Sometimes I think about Spring Breakers and I can’t believe it really actually exists. That’s what surprises me most about this film: the miracle of its existence. There were so many people along the way who said it wouldn’t be able to happen, especially not with the cast that got involved. That you couldn’t see these actresses in these situations in these places; or that you had to shoot everything in a studio on a backlot; or that you had to do this or that. People tell you all the time what you can’t do. It’s everyone’s favorite pastime.
What brought you to filmmaking?
My parents got a hot tub at the house where we lived in Nashville when I was about 16, a sophomore in high school. It only worked for, like, one season, but for a little while, this hot tub worked. One time when it was cold out, I was in there talking with my dad and he asked me what I really liked in life. The only thing I could think was movies, so I talked about that. As I was talking, I thought, “Maybe that’s something that I could do.”
My dad loved movies, so we watched lots of films growing up. I lived near Vanderbilt University where the Sarratt Cinema had $2.00 double features. I would go after school while my parents were at work, or I would skateboard over with friends. That’s where I first saw W.C. Fields movies, Marx Brothers movies and Fassbinder films for the first time.

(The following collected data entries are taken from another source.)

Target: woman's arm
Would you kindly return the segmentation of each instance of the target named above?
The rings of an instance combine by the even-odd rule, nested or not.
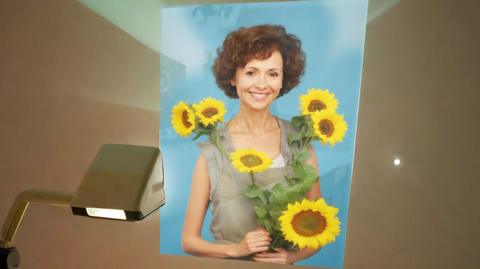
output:
[[[248,256],[268,249],[270,236],[263,229],[247,233],[237,244],[216,244],[203,240],[201,230],[208,208],[209,194],[207,160],[200,155],[192,177],[192,189],[182,232],[182,248],[185,252],[196,256],[226,258]]]
[[[317,155],[315,154],[315,150],[313,147],[310,147],[310,159],[306,161],[307,164],[313,166],[315,168],[315,172],[318,175],[318,164],[317,164]],[[307,193],[307,198],[310,200],[316,200],[322,197],[320,192],[320,181],[317,181],[313,186],[310,188],[310,191]],[[257,253],[254,256],[255,261],[259,262],[271,262],[271,263],[282,263],[282,264],[290,264],[294,263],[303,259],[306,259],[316,252],[318,252],[320,248],[312,249],[312,248],[304,248],[299,250],[288,251],[283,248],[276,248],[276,252],[262,252]]]

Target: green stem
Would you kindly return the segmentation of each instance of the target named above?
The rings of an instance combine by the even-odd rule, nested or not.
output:
[[[307,137],[307,141],[305,142],[305,144],[304,144],[303,146],[304,146],[304,147],[305,147],[305,146],[309,146],[311,142],[312,142],[312,138],[311,138],[311,137]]]
[[[280,241],[280,239],[282,238],[282,235],[278,232],[276,232],[273,236],[273,241],[272,243],[270,244],[270,249],[274,249],[277,247],[277,244],[278,244],[278,241]]]
[[[253,175],[253,172],[250,172],[250,179],[252,180],[252,185],[255,185],[255,176]]]
[[[227,156],[225,149],[222,146],[222,143],[220,143],[220,135],[218,134],[216,126],[213,126],[210,131],[210,141],[218,148],[222,156]]]

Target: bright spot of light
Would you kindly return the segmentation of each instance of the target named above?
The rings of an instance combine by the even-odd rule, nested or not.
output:
[[[127,220],[125,211],[120,209],[87,207],[86,210],[90,217]]]
[[[395,158],[395,159],[393,160],[393,164],[394,164],[395,166],[399,166],[399,165],[400,165],[400,159],[399,159],[399,158]]]

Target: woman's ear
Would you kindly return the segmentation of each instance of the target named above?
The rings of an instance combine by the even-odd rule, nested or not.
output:
[[[237,84],[237,82],[235,81],[235,79],[230,80],[230,85],[232,85],[233,87],[235,87],[236,84]]]

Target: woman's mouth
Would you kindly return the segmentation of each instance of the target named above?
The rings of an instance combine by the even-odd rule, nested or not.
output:
[[[255,101],[263,101],[267,99],[268,93],[260,93],[260,92],[249,92],[250,96],[252,96],[252,99]]]

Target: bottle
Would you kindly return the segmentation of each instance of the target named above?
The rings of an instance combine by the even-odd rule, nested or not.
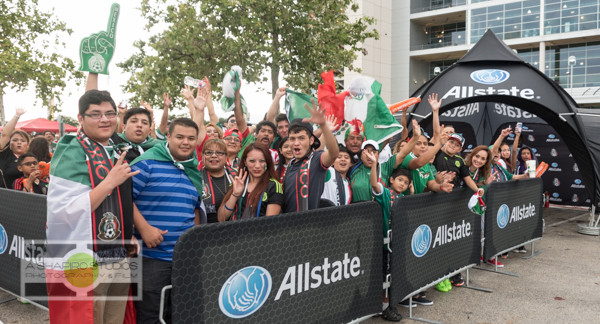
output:
[[[515,131],[521,133],[523,131],[523,123],[518,122],[517,126],[515,126]]]
[[[192,88],[202,88],[206,85],[206,82],[194,79],[191,76],[186,76],[185,79],[183,79],[183,83]]]

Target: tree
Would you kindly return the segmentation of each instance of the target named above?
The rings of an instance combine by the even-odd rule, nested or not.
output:
[[[272,95],[281,72],[290,86],[308,92],[321,72],[353,69],[361,43],[378,38],[369,30],[372,18],[351,22],[348,9],[358,6],[353,0],[143,0],[147,28],[168,27],[139,41],[139,52],[118,65],[132,73],[124,90],[158,104],[162,92],[179,91],[186,75],[206,75],[218,92],[224,73],[240,65],[249,82],[268,81],[261,75],[270,70]]]
[[[71,125],[71,126],[75,126],[75,127],[79,127],[79,121],[73,117],[69,117],[69,116],[65,116],[65,115],[60,115],[60,118],[62,120],[63,123],[67,124],[67,125]]]
[[[23,91],[32,81],[36,95],[49,107],[60,99],[66,80],[83,78],[73,60],[57,52],[61,35],[71,34],[53,12],[38,9],[38,0],[0,1],[0,122],[4,123],[5,89]]]

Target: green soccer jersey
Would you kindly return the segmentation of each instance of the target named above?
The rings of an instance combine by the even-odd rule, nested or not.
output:
[[[390,175],[394,172],[396,166],[396,155],[379,165],[381,170],[380,181],[389,186]],[[352,186],[352,202],[373,200],[371,191],[371,168],[366,167],[362,162],[350,174],[350,185]]]
[[[417,156],[411,152],[406,156],[406,158],[404,158],[404,161],[402,161],[400,167],[408,169],[408,164],[410,163],[410,161],[416,158]],[[429,163],[416,170],[410,170],[410,174],[412,175],[415,194],[423,193],[425,191],[425,188],[427,188],[427,182],[429,182],[429,180],[435,180],[434,171],[432,170],[431,165]],[[404,194],[408,194],[408,190],[404,192]]]

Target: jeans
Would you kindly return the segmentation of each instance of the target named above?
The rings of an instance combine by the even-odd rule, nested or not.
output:
[[[142,300],[135,302],[138,324],[160,323],[160,291],[171,284],[173,263],[150,258],[142,259]],[[171,293],[165,295],[164,319],[171,322]]]

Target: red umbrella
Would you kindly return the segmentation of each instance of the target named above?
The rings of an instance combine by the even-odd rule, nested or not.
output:
[[[59,123],[54,120],[47,120],[45,118],[36,118],[36,119],[18,122],[17,126],[15,126],[15,129],[24,130],[28,133],[44,132],[47,130],[52,131],[54,133],[58,133],[58,125],[59,125]],[[76,132],[76,131],[77,131],[77,127],[71,126],[69,124],[65,124],[65,132],[72,133],[72,132]]]

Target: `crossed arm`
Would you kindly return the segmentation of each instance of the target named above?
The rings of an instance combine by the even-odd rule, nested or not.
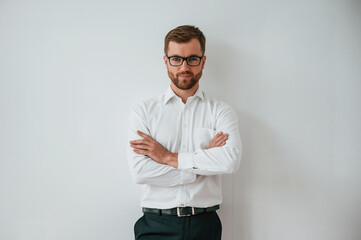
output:
[[[178,168],[178,153],[169,152],[160,143],[139,130],[137,133],[143,139],[130,141],[134,152],[148,156],[157,163]],[[213,137],[207,149],[222,147],[226,144],[227,139],[227,133],[219,132]]]
[[[239,167],[242,146],[238,120],[229,107],[217,112],[215,129],[218,134],[208,148],[193,152],[172,153],[154,140],[150,136],[144,107],[133,109],[129,127],[128,164],[138,184],[189,184],[199,175],[231,174]]]

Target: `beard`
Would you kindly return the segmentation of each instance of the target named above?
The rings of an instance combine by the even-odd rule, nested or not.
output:
[[[179,80],[179,76],[182,74],[192,75],[191,80],[189,82],[188,82],[188,80]],[[199,79],[202,77],[202,70],[199,73],[197,73],[196,75],[193,75],[193,73],[190,71],[179,72],[176,75],[174,75],[173,73],[168,71],[168,76],[177,88],[182,89],[182,90],[188,90],[188,89],[191,89],[192,87],[194,87],[194,85],[196,85],[197,82],[199,81]]]

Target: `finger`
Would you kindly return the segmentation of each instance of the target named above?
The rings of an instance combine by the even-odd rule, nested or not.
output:
[[[226,142],[219,142],[217,145],[215,145],[215,147],[223,147],[224,145],[226,145]]]
[[[215,142],[215,144],[218,146],[220,145],[222,142],[226,141],[228,139],[228,134],[223,134],[221,137],[219,137],[217,139],[217,141]]]
[[[213,138],[213,139],[210,141],[209,146],[212,146],[215,142],[216,142],[216,140]]]
[[[149,145],[145,145],[145,144],[130,144],[130,146],[132,148],[136,148],[136,149],[144,149],[144,150],[149,150]]]
[[[147,155],[147,153],[148,153],[148,151],[146,151],[146,150],[139,150],[139,149],[134,149],[133,151],[138,154],[142,154],[142,155]]]
[[[143,132],[141,132],[139,130],[137,131],[137,133],[138,133],[139,136],[141,136],[144,139],[148,139],[148,140],[153,139],[148,134],[145,134],[145,133],[143,133]]]
[[[137,139],[137,140],[133,140],[133,141],[129,141],[130,143],[133,144],[138,144],[138,143],[146,143],[147,140],[146,139]]]
[[[213,139],[217,139],[218,137],[222,136],[223,132],[220,131],[219,133],[217,133],[216,135],[214,135]],[[212,140],[213,140],[212,139]]]
[[[224,138],[225,136],[228,136],[228,133],[223,133],[217,136],[217,139]]]
[[[225,139],[225,138],[227,138],[227,135],[225,135],[225,134],[219,135],[219,136],[215,139],[215,142],[222,141],[222,140]]]
[[[225,145],[225,141],[222,141],[222,142],[218,142],[217,144],[214,145],[214,147],[222,147]]]
[[[209,144],[210,144],[210,145],[215,144],[215,143],[217,143],[218,141],[220,141],[221,139],[222,139],[222,135],[217,134],[216,136],[214,136],[214,137],[212,138],[212,140],[211,140],[211,142],[210,142]]]
[[[216,144],[214,144],[214,147],[221,147],[223,142],[224,141],[217,142]]]
[[[222,142],[223,140],[223,133],[219,132],[216,134],[216,136],[213,137],[211,142],[209,143],[208,149],[213,147],[218,147],[219,142]]]
[[[137,145],[137,144],[150,145],[151,144],[151,142],[146,140],[146,139],[134,140],[134,141],[130,141],[129,143],[130,144],[135,144],[135,145]]]

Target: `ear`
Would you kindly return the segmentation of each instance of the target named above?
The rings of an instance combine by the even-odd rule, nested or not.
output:
[[[206,59],[207,59],[207,56],[203,56],[203,58],[202,58],[202,70],[204,68],[204,64],[206,64]]]
[[[163,56],[163,60],[164,60],[165,66],[168,67],[168,58],[166,56]]]

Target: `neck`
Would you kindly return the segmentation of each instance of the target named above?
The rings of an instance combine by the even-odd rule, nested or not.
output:
[[[199,88],[199,83],[197,83],[196,85],[194,85],[191,89],[188,90],[183,90],[183,89],[179,89],[177,88],[173,82],[171,82],[170,87],[172,88],[173,92],[182,99],[183,103],[187,102],[187,99],[191,96],[193,96],[198,88]]]

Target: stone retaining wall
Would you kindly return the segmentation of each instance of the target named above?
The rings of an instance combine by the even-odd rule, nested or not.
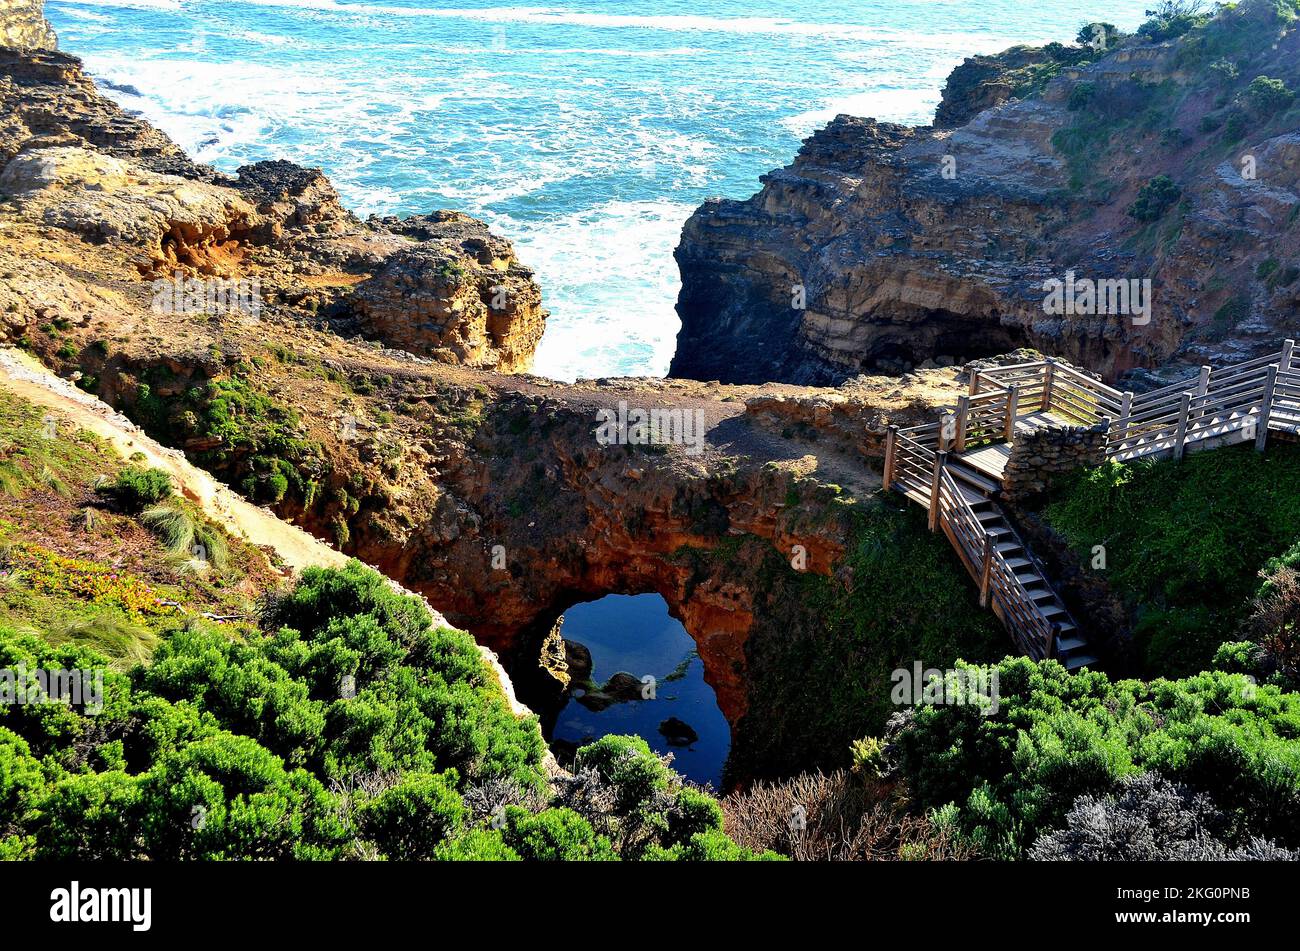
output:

Fassbinder is an interesting touchstone in a way in terms of this hyperreality; emotionally truthful and yet veering off into this kind of crazy place.
The honest truth is that a long time ago, I stopped thinking about other movies. The longer I’ve made movies, the less I think about other films — in a conscious way, anyway.
When I was young, I was much more of a cinephile than I am now. Making films as a kid, it was important for me to think about other directors; I was voracious. At one point, that was what I cared most about. I was 19 or 20 when I wrote Kids, and at that point, I watched a lot of teen movies with nonactors — like Los Olvidados, the Buñuel film; or The Bowery Boys with Huntz Hall and Leo Gorcey; and one of my favorite movies ever is the Hector Babenco film Pixote, about Brazilian street kids in and out of prisons. Pixote really is one of the most fantastic — that movie’s like magic. The boy who starred in it was murdered, I think, by police death squads after the film came out.
Now I don’t watch even a tenth of the number of movies that I did then. It’s rare that I consciously reference anything anymore. At some point, I just stopped thinking about everyone else. All the films and music and books and everything that I love in life are in me. I try to create from a place that’s more personal, a place within myself. It’s like food you eat that helps you grow; the people and places and great works that you experience all push you in a certain direction. And then, I invent the rest.